Tuesday, April 27, 2010

Naturally Faulted

It’s not often we find “natural” wines here in monopoly-land but on Saturday we got our chance to taste a self-described natural wine. So, what are natural wines? There don’t seem to be any verifiable standards, but descriptions include:
  • Handpicked, organically or biodynamically grown grapes
  • Low-yielding vineyards
  • No added sugars, no artificial yeasts
  • No fining or filtration
  • No adjustments for acidity
  • No other additives to adjust mouth-feel, colour, etc
  • No micro-oxygenation or reverse osmosis
  • Little or no added sulphites
The attraction of natural wines? For their proponents, these wines are wine as it was meant to be, and should be. Reflective of terror...High quality...Not homogenized...Little manipulation in the cellar to cover up poor quality, so winemakers must take care that growing methods produce high-quality grapes...Not always perfect but never boring.

Now, the big knock against natural wines is that they can be inconsistent…that not every grower starts off with high-quality grapes…that the winemaker makes mistakes, and doesn’t correct them. The biggest criticism of natural wines is the avoidance of using sulphites as a preservative, with these wines too frequently going “off”, especially when travelling great distances.

We found our natural wine on the wine list of the Restaurant Kitchen Galerie in Montreal: Les Raisins de la Colère 2007, AOC Faugères (Languedoc, France) from Domaine de la Tour Penedesses. A blend of Syrah (70%) and Mourvèdre (30%). A great vintage from a favourite region, we anticipated a fantastic wine.

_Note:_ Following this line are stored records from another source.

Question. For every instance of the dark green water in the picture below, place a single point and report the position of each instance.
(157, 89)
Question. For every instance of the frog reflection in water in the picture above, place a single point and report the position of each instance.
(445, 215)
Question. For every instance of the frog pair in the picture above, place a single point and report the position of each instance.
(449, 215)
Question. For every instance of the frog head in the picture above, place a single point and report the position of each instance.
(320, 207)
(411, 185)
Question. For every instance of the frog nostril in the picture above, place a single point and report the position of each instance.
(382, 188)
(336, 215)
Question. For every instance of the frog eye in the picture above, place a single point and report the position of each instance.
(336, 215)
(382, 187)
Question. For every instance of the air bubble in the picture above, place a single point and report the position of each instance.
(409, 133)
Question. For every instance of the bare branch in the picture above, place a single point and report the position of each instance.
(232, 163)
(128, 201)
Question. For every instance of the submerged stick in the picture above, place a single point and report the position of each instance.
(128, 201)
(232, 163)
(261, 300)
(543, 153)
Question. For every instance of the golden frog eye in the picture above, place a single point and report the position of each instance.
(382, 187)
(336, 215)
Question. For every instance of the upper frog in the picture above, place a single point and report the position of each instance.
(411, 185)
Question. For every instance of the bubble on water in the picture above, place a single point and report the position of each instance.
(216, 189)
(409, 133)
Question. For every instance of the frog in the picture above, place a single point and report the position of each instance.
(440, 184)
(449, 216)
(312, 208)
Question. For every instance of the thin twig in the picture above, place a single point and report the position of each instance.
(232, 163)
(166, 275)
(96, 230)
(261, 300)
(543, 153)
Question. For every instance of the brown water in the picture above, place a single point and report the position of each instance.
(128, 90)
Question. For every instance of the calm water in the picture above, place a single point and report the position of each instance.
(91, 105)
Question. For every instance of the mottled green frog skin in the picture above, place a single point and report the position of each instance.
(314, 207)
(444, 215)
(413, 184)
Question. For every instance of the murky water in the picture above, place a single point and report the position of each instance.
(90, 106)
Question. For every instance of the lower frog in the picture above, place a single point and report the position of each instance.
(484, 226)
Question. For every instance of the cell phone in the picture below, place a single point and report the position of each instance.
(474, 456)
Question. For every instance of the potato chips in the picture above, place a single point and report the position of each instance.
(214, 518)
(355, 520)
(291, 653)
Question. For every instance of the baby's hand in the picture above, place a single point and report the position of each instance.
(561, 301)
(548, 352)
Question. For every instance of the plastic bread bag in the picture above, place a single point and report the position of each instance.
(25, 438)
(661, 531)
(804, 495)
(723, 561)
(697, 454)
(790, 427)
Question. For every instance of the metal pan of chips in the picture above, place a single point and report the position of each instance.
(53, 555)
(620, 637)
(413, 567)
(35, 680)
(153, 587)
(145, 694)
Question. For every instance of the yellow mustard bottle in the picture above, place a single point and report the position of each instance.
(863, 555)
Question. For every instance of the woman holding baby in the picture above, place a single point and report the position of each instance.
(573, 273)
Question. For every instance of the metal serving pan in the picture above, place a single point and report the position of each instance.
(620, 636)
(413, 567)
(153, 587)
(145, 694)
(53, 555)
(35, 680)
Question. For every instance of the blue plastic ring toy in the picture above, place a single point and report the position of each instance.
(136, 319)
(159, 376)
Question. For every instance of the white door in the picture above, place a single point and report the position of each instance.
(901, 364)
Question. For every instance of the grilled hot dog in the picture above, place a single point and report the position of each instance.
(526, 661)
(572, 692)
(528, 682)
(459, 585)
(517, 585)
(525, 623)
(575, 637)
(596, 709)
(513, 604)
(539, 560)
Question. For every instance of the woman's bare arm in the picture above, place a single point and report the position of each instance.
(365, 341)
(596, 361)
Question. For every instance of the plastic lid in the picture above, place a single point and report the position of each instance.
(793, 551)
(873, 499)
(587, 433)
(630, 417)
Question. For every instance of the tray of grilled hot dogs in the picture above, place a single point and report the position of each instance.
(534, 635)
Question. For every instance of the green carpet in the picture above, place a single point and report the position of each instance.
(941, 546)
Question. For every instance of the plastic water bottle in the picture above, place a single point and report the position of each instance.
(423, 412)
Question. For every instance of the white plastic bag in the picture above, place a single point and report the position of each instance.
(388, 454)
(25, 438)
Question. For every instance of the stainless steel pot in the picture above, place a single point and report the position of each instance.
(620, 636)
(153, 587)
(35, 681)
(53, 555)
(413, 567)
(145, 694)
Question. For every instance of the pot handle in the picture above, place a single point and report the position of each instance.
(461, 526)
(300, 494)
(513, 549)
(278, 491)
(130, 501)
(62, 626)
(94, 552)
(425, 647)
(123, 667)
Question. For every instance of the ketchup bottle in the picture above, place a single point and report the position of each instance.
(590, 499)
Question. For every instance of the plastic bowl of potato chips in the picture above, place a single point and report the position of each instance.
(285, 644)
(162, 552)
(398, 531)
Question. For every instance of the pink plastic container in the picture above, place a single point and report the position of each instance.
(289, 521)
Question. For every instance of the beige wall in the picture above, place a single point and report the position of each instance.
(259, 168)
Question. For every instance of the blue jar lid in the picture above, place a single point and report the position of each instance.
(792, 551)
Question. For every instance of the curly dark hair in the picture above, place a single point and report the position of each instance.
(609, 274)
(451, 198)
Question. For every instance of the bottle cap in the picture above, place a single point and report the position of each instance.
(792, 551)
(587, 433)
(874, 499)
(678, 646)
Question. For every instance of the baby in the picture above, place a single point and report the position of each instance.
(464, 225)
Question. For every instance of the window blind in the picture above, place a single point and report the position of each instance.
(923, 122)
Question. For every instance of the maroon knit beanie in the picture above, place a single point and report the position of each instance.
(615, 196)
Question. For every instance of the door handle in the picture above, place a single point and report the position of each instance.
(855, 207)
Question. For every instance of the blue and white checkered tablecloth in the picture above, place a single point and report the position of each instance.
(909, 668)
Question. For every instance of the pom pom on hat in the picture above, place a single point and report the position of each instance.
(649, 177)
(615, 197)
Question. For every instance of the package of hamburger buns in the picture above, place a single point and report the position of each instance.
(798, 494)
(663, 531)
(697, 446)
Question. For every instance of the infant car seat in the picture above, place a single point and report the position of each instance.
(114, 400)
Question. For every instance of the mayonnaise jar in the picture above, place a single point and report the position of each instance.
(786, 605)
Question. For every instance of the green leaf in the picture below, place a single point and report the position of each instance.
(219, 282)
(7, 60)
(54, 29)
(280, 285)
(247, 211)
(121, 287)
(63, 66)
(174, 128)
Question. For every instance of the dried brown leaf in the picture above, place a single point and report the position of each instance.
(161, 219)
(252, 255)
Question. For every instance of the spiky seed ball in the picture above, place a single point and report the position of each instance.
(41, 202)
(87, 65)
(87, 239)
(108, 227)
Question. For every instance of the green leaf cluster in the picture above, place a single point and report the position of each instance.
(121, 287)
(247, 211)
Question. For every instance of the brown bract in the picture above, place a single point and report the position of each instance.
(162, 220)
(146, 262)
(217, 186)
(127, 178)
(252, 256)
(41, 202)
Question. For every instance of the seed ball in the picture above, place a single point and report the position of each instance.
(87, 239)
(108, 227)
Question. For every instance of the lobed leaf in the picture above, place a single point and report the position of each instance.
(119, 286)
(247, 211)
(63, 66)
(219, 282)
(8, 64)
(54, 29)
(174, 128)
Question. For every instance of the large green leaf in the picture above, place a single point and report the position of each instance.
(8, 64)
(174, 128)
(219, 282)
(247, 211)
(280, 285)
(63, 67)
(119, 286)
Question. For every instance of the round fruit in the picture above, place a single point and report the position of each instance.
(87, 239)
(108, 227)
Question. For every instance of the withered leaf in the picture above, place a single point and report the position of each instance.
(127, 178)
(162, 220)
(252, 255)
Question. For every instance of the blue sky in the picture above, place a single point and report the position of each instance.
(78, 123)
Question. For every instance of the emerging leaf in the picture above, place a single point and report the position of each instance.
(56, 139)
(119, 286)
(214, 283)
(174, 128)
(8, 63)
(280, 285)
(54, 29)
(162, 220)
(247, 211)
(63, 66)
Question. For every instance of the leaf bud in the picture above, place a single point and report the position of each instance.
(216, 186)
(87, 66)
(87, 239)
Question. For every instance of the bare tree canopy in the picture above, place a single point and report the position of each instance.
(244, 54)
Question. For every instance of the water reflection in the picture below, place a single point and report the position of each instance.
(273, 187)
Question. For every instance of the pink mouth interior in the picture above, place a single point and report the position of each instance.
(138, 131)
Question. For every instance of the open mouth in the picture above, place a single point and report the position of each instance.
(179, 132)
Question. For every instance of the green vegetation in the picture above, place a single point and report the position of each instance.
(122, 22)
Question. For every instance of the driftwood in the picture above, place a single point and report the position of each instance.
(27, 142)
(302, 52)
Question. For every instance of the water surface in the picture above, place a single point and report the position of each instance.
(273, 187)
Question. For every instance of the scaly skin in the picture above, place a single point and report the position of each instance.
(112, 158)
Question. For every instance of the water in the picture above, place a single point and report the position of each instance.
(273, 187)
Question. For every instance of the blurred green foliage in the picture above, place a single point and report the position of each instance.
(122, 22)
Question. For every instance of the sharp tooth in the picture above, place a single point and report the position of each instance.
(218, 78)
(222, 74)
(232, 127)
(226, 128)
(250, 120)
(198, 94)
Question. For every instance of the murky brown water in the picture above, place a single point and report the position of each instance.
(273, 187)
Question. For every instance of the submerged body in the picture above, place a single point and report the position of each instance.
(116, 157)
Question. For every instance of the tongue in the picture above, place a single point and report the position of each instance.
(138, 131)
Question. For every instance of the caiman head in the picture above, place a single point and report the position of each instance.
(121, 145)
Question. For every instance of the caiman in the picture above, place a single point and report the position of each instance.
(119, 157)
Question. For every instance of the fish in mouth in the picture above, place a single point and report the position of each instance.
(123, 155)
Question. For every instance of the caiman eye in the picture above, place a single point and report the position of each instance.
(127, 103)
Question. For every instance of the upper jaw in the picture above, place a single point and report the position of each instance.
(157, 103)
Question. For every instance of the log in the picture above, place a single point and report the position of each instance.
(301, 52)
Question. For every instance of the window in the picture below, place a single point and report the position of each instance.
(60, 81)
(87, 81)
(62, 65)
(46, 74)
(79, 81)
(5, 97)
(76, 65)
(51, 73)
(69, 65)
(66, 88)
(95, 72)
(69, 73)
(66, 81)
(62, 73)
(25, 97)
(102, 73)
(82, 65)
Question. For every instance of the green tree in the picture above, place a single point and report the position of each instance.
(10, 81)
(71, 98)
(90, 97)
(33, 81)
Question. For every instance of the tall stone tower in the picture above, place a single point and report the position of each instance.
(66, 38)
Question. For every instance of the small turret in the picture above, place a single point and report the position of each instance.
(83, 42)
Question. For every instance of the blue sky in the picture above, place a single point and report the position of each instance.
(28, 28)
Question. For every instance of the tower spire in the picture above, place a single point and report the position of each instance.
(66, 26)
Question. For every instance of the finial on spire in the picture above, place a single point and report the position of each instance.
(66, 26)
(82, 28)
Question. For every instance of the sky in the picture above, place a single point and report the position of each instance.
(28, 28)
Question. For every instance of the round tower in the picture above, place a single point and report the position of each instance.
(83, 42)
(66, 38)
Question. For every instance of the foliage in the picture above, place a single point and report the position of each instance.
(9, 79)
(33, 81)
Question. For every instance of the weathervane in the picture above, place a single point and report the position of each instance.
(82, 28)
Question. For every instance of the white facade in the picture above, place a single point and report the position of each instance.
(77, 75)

Our introduction to natural wine was an unhappy one. The front palate was somewhat enjoyable, although the aromas and flavours were muted. Not unpleasant (yet), just subdued. But in the aftertaste, the tannins were so high (green, rough, grippy...imagine talcum powder in your mouth) that it killed the length completely. Not sure, maybe seeds and stems were mixed in with the juice of the handpicked grapes? As well, the wine had an unpleaantly hot, almost burning sensation along the sides of the tongue (the alcohol was only 13.5%). Could this be volatile acidity? I didn’t pick-up the telltale aroma of nail polish for volatile acidity. Just as identifying aromas and flavours in wine takes practice, so does identifying faults. I just haven’t had enough practice in picking out the characteristics of different faults, not that I’m complaining about not getting enough crappy wine.

[UPDATE, May 14:  I contacted the instructor of my Vinification course, Aaron Shaw, to ask him what he thought.  Based solely on my description, without tasting the wine, Aaron posits that "It definitely seems like there was a lack of destemming of the grapes which can result in rough, green tannins. As for the burning sensation, it could be VA, or it could be that the wine was over chaptalised. Even though they should be able to ripen grapes sufficiently in Faugeres, they might have had yields that were too high and then needed to add some sugar pre-ferment to boost alcohol of the final wine. Often with chaptalised wines, they can give a burning sensation as the elevated alcohol levels do not match the fruit levels which would have been lower...keep in mind that it is an assumption based upon my tasting experience of other wines where I have had a similar burning effect from over-chaptalisation."  Thanks for the instructive comment, Aaron!]

As for natural wines, I’ll be happy to try more in the hope of a better outcome. My glass is still half-full.